Change in flow-mediated dilation (FMD) in tobacco cigarette (TC) smokers after TC smoking. In TC smokers, FMD was significantly impaired pre-/postacute TC smoking (n = 31) compared with pre-/post-sham control (n = 32), whether reported as percent change (%∆; A), absolute change (mm∆; B), or normalized for shear stress [arbitrary units ∆ (AU∆); C]. Mean postexposure minus baseline differences were compared across TC and sham control using a t-tests and displayed as mean (25–75%) with whiskers to minimum to maximum of the data.

Fig. 4.

Change in flow-mediated dilation (FMD) in electronic cigarette (EC) vapers after EC vaping or nicotine inhaler (NI).
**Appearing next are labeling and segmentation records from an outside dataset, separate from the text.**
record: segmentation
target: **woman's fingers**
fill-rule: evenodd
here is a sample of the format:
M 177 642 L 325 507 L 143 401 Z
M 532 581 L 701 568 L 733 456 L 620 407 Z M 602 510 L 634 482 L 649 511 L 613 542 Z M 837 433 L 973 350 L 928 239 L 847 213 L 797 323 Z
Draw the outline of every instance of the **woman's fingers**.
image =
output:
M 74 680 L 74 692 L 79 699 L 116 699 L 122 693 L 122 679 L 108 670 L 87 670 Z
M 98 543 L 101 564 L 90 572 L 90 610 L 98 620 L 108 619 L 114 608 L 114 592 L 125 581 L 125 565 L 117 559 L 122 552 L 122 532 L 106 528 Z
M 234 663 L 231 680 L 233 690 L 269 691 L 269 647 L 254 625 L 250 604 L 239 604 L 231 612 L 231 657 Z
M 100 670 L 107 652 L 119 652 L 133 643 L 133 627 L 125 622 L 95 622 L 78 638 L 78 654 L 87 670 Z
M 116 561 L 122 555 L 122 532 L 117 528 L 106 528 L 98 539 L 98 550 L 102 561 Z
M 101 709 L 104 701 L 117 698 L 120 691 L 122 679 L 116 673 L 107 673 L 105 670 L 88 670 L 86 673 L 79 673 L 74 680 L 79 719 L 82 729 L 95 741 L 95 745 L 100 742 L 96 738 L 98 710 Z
In EC vapers, FMD was unchanged pre-/postacute use of an EC with nicotine (n = 22), EC without nicotine (n = 23), or NI (n = 19) compared with pre-/post-sham control (n = 31), whether reported as percent change (%∆; A), absolute change (mm∆; B), or normalized for shear stress [arbitrary units ∆ (AU∆); C]. Mean postexposure minus baseline differences were compared across electronic cigarette with nicotine (ECN), electronic cigarette without nicotine (EC0), NI, and sham control using a crossover repeated-measure (mixed) analysis of variance model and displayed as mean (25–75%) with whiskers to minimum to maximum of the data.

Fig. 5.

Change in flow-mediated dilation (FMD) in nonsmokers after electronic cigarette (EC) vaping or nicotine inhaler (NI). In nonsmokers, FMD was unchanged pre-/postacute use of an EC with nicotine (n = 41), EC without nicotine (n = 39), or NI (n = 17) compared with pre-/post-sham control (n = 44), whether reported as percent change (%∆; A), absolute change (mm∆; B), or normalized for shear stress [arbitrary units ∆ (AU∆); C]. Mean postexposure minus baseline differences were compared across electronic cigarette with nicotine (ECN), electronic cigarette without nicotine (EC0), NI, and sham control using a crossover repeated-measure (mixed) analysis of variance model and displayed as mean (25–75%) with whiskers to minimum to maximum of the data.